Ask a question about this stepEnjoy!!
Ask a question about this stepNote: This puree is great in curried red lentils or masoor dal, and can easily be turned into soup simply by adding the nicest chicken or mild vegetable stock that you have, plus a bit of cream or milk. It's also delicious cold, with a few tablespoons of freshly squeezed orange juice per serving stirred in. The possibilities are endless!! ;o)
Ask a question about this stepHi AntoniaJames! I'm wondering whether you think I can do some of this recipe ahead. Have you had success with reheating if I were to make the entire dish ahead? It seems like the squash and parsnips will be easier to puree if I do it while they're still warm.
HK, yes, by all means. I'd say make it Tuesday evening, but don't stir the creme fraiche in until after you've heated it through on T-Day. I've made this several times, and have always had a lot left over. I've eaten it three or four days later. But two days is what I'd do for T-Day. I'm thrilled that you're serving it! ;o)
We enjoyed this very much! I had a large day after Thanksgiving buffet last night - 30+ people - and this seemed very popular. It's much lighter than sweet potatoes and the touch of parsnip is just right. I roasted off three small to medium sized squash and the parsnips on Wednesday and then refrigerated after pureeing. I did add a little stock to the pan when I rewarmed the puree Thursday evening, and then used about a half cup of creme fraiche. I can't wait to enjoy the little bit of leftovers for lunch!
Thank you so much, HK! I am honored that you served this at your party, and am delighted that your guests enjoyed it. . . . and that they left a bit for you to enjoy today. I agree 100% about the squash being much lighter than sweet potatoes. In fact, I tested last week another recipe using sweet potatoes and parsnips, but ended up not serving it on T-Day, for precisely that reason! Thanks again, especially for the notes on making ahead and reheating. ;o)
I did mean that I reheated Friday evening, so the puree held perfectly for two and a half days. It was a prefect counterpoint to the salty ham and smoked turkey.
Good to know! Thanks so much. ;o)
Thanks, Midge! I appreciate it!! ;o)
Parsnips are impossible to find here, but I've found the seeds so I'm going to sow them next spring: let's see if I can FINALLY cook some parsnips in my life! Going to save your recipe so I can try it next year.
Wow, that makes me realize how fortunate we are to have things like parsnips, which we pretty much take for granted, available. Parsnips are a wonderful but generally under-appreciated vegetable. I hope yours grow well, and that you do try this! ;o)
Thanks, JoanG. I hope you try it!
I just love that combo- yummy- wish I had some right now!
Thanks, Micki!
Yes...I love these ingredients, nice photo and I am picturing this on the Thanksgiving table!
I made this for dinner last night, kept it on the chuncky side, it was delicious. This morning I am using the leftover for a quiche, it is in the oven right now, great aroma filling the kitchen...I know it will be tasty!
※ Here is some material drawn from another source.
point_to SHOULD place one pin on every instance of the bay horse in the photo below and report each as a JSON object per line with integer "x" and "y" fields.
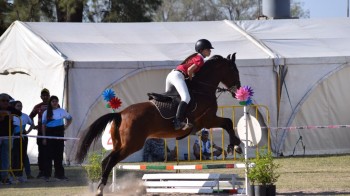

Ohhhhh, YUM! This sounds SO wonderful....and simple. Can't wait to try.
Sounds like the new side dish for Thanksgiving!
Providence! I just bought some parsnips, and the trusty butternut is always close by!
I made this today to go with a roast chicken and applesauce for an ailing friend. What a great, simple combinations! Thanks!
I must have missed this when you first posted it too. Very nice, and I've saved to make it soon. I love the addition of the creme fraiche.
Thanks so much, ChezSuzanne. I hope you do make this. It's one of my favorites, especially on these cold, dreary days. ;o)
Lovely fall dish that I missed when you first posted. Will look out for parsnips - haven't seen them yet.
Thank you! Hope parsnips come to your markets soon. I love them in the fall and winter. Something about their offbeat, spicy flavor just goes so well with the other vegetables of the season.. ;o)
I'm planning to make this for my day after thanksgiving buffet dinner!
Kitchen Arts & Letters is a culinary bookstore on Manhattan's Upper East Side.
Oh yum. Visions of Thanksgiving sides are drifting through my head....in spite of the fact that it's supposed to get to 80 degrees today.